Red Hat Bugzilla – Bug 1029211
[Scale] Import 64 Node Cluster - One Host Fails To Successfully Come Up
Last modified: 2015-12-03 12:14:15 EST
Description of problem:
Import the following cluster fails to successfully import one of the hosts:
64 Hosts (all peer probed)
8 Volumes with 64 bricks each (each volume with 8 Hosts and 8 Bricks on ea host)
One of the hosts failed to come Up.
- Host list shows the host is in "Unassigned" State.
- Message log contains:
"State was set to Up for host <host ID>"
"Could not find gluster uuid of server 10.16.159.192 on Cluster <clusterName>
Version-Release number of selected component (if applicable):
Steps to Reproduce:
1. Create 64 node Gluster Cluster
2. Create 8 Volumes with 64 Bricks each volume (8 hosts with 8 bricks each)
3. Import the cluster
All hosts should successfully come up.
Created attachment 822636 [details]
Import - One Host Fails To Successfully Come Up
Note: the same host that failed to come Up had previously been successfully added to a cluster.

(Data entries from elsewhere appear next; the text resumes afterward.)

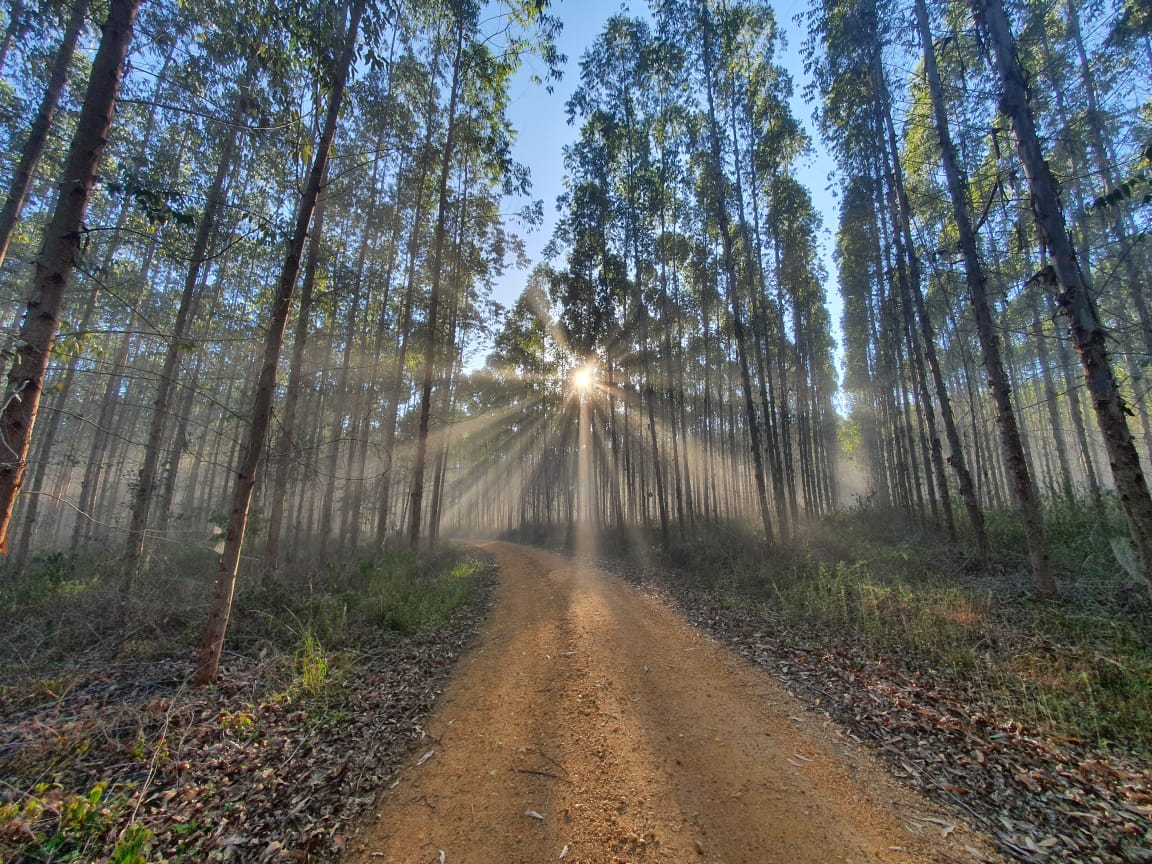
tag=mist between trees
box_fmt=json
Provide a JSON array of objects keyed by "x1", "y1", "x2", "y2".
[{"x1": 0, "y1": 0, "x2": 1152, "y2": 682}]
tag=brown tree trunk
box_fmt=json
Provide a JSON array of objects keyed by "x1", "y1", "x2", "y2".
[
  {"x1": 916, "y1": 0, "x2": 1056, "y2": 596},
  {"x1": 973, "y1": 0, "x2": 1152, "y2": 582},
  {"x1": 262, "y1": 176, "x2": 328, "y2": 582},
  {"x1": 0, "y1": 0, "x2": 89, "y2": 271},
  {"x1": 697, "y1": 0, "x2": 775, "y2": 544},
  {"x1": 120, "y1": 74, "x2": 251, "y2": 592},
  {"x1": 408, "y1": 17, "x2": 464, "y2": 552},
  {"x1": 196, "y1": 0, "x2": 367, "y2": 684},
  {"x1": 0, "y1": 0, "x2": 141, "y2": 551}
]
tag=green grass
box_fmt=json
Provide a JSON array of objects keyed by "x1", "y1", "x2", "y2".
[
  {"x1": 640, "y1": 500, "x2": 1152, "y2": 752},
  {"x1": 0, "y1": 547, "x2": 491, "y2": 864}
]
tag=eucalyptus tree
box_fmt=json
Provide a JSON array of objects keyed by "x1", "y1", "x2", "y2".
[
  {"x1": 196, "y1": 0, "x2": 367, "y2": 684},
  {"x1": 0, "y1": 0, "x2": 89, "y2": 271},
  {"x1": 806, "y1": 2, "x2": 999, "y2": 561},
  {"x1": 408, "y1": 0, "x2": 559, "y2": 550},
  {"x1": 0, "y1": 0, "x2": 139, "y2": 551},
  {"x1": 972, "y1": 0, "x2": 1152, "y2": 582},
  {"x1": 916, "y1": 0, "x2": 1055, "y2": 594}
]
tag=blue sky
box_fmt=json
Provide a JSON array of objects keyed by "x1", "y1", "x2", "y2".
[{"x1": 476, "y1": 0, "x2": 841, "y2": 363}]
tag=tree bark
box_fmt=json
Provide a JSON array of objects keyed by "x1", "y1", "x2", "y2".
[
  {"x1": 973, "y1": 0, "x2": 1152, "y2": 583},
  {"x1": 196, "y1": 0, "x2": 367, "y2": 684},
  {"x1": 916, "y1": 0, "x2": 1056, "y2": 596},
  {"x1": 408, "y1": 17, "x2": 464, "y2": 552},
  {"x1": 0, "y1": 0, "x2": 89, "y2": 271},
  {"x1": 0, "y1": 0, "x2": 141, "y2": 552}
]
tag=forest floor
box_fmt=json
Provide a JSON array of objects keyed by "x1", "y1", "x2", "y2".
[{"x1": 340, "y1": 544, "x2": 993, "y2": 864}]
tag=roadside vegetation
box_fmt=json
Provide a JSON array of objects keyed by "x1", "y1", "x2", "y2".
[
  {"x1": 536, "y1": 499, "x2": 1152, "y2": 862},
  {"x1": 0, "y1": 547, "x2": 493, "y2": 864}
]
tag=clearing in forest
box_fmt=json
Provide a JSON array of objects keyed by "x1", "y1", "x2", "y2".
[{"x1": 350, "y1": 544, "x2": 982, "y2": 864}]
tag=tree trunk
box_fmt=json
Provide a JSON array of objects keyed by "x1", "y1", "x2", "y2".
[
  {"x1": 120, "y1": 73, "x2": 251, "y2": 592},
  {"x1": 262, "y1": 179, "x2": 328, "y2": 582},
  {"x1": 0, "y1": 0, "x2": 141, "y2": 552},
  {"x1": 916, "y1": 0, "x2": 1056, "y2": 596},
  {"x1": 973, "y1": 0, "x2": 1152, "y2": 582},
  {"x1": 196, "y1": 0, "x2": 367, "y2": 684},
  {"x1": 0, "y1": 0, "x2": 89, "y2": 265},
  {"x1": 408, "y1": 17, "x2": 464, "y2": 552},
  {"x1": 697, "y1": 0, "x2": 774, "y2": 544}
]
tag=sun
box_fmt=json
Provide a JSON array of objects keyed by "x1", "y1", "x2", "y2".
[{"x1": 573, "y1": 366, "x2": 596, "y2": 393}]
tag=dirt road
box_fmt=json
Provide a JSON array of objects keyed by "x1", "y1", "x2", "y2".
[{"x1": 349, "y1": 544, "x2": 973, "y2": 864}]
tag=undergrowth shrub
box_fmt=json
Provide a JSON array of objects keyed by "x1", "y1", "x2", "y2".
[{"x1": 617, "y1": 498, "x2": 1152, "y2": 752}]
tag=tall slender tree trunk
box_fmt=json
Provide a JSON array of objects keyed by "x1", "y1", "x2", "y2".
[
  {"x1": 0, "y1": 0, "x2": 89, "y2": 271},
  {"x1": 120, "y1": 73, "x2": 251, "y2": 592},
  {"x1": 196, "y1": 0, "x2": 367, "y2": 684},
  {"x1": 408, "y1": 16, "x2": 464, "y2": 551},
  {"x1": 697, "y1": 0, "x2": 774, "y2": 544},
  {"x1": 0, "y1": 0, "x2": 139, "y2": 551},
  {"x1": 262, "y1": 175, "x2": 328, "y2": 582},
  {"x1": 973, "y1": 0, "x2": 1152, "y2": 582},
  {"x1": 916, "y1": 0, "x2": 1056, "y2": 596}
]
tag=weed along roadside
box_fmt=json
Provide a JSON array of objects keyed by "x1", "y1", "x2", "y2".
[
  {"x1": 0, "y1": 547, "x2": 495, "y2": 864},
  {"x1": 585, "y1": 506, "x2": 1152, "y2": 862}
]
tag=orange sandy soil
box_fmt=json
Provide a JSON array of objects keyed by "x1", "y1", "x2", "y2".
[{"x1": 347, "y1": 544, "x2": 987, "y2": 864}]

Matt, Pls. mention, which node/server did not come up, in actual result and also attach all the logs for debugging purpose.
After multiple rounds of probing/detaching/volume creation, I was able to see this issue only once where I had 64 nodes cluster and total 8 volumes with 512 bricks in all.
One host went to unassigned state after the imports.
BUT the very next sync up of the hosts, the one unassigned host also came up.
After analysis I find that there are GlusterHostUUIDNotFoundException in vdsm.log, which means getting the uuid details for the node has failed once, but next sync up time the same command was successful and so the host comes up.
Check if the same was the case in your scenario as well, or the host remains in unassigned state forever?
Lets try to test this using Corbett build CB10 and if we can reproduce it even with 5 min resynch, then we need to take a look at it.
We might document this bug in the release note.
Will retest in Corbett.
On the nodes that failed to install, vdsm failed to start with
2013-12-17 17:18:43 DEBUG otopi.plugins.otopi.services.rhel plugin.executeRaw:383 execute-result: ('/sbin/service', 'vdsmd', 'start'), rc=1
2013-12-17 17:18:43 DEBUG otopi.plugins.otopi.services.rhel plugin.execute:441 execute-output: ('/sbin/service', 'vdsmd', 'start') stdout:
Stopping ksmtuned: [FAILED]
vdsm: Stop conflicting ksmtuned[FAILED]
Tim, could you look into this
Thank you for submitting this issue for consideration in Red Hat Gluster Storage. The release for which you requested us to review, is now End of Life. Please See https://access.redhat.com/support/policy/updates/rhs/
If you can reproduce this bug against a currently maintained version of Red Hat Gluster Storage, please feel free to file a new report against the current release.